Indeed, Overland reports another study that found the composition of the jury mattered in deliberations. More information was exchanged in racially diverse juries than in all-white ones. The author notes, “[J]ust the prospect of deliberating with a heterogeneous group seemed to affect white jurors’ judgments, as white jurors in diverse groups were more lenient toward black defendants in their pre-deliberation verdicts than were white jurors who knew they would be part of an all-white jury deliberation panel” (p.128).

This last finding could be important in a number of ways. It indicates that at least for race, how the information from trial is absorbed may be affected by the prospect of deliberating with a heterogeneous group. Perhaps that dynamic is more extensive. Are the first votes of those who are pro-big business affected when they know they will deliberate with those who hold other views? Are the first votes of women affected when they expect to deliberate with men? If so, mock jury studies that collect verdict preferences when the participants do not expect to deliberate may be overstating any correlations uncovered between the jurors’ characteristics and the outcomes.

We do know a crucial fact about outcomes after deliberations that should not be overlooked. Overland’s data about verdict probabilities suggest that, if twelve women comprised the jury in the car accident case, the jurors would split equally on liability. We know, however, that even when juries must be unanimous, a verdict is almost always rendered. Hung juries are rare. A prediction based on jury characteristics that half the jury would find for the plaintiff and half for the defendant almost always turns out to be false.

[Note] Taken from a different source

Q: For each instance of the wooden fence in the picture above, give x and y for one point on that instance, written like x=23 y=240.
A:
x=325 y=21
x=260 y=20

We still do not know how mock jury studies relate to real trials or whether the work of jury consultants can affect verdicts, and it is disappointing that THE JUROR FACTOR does not do more to advance knowledge on these issues. The presented mock jury data were not amassed as an academic exercise, but apparently collected to help attorneys representing corporations in real trials. If trials did result, presumably the mock jury data were used to make predictions about specific potential jurors that were considered in the jury selection. What predictions were made? What, if anything, can be said about the predictions in light of verdicts actually rendered? If there were a number of trials, presumably the jury composition on demographics and attitudes were not all the same. Did results vary? If so, how, and how did those variations gibe with any predictions made about potential jurors?

If such additional information were available, it would have been valuable in both assessing the external validity of the jury studies and in learning whether lawyers aided by jury consultants can truly affect verdicts. Even so, however, [*787] Sean Overland’s book presents new, interesting data and summarizes well existing research. Thus, it is valuable to those interested in way juries behave.

Jonakait, Randolph N. 2003. THE AMERICAN JURY SYSTEM. New Haven, Yale University Press.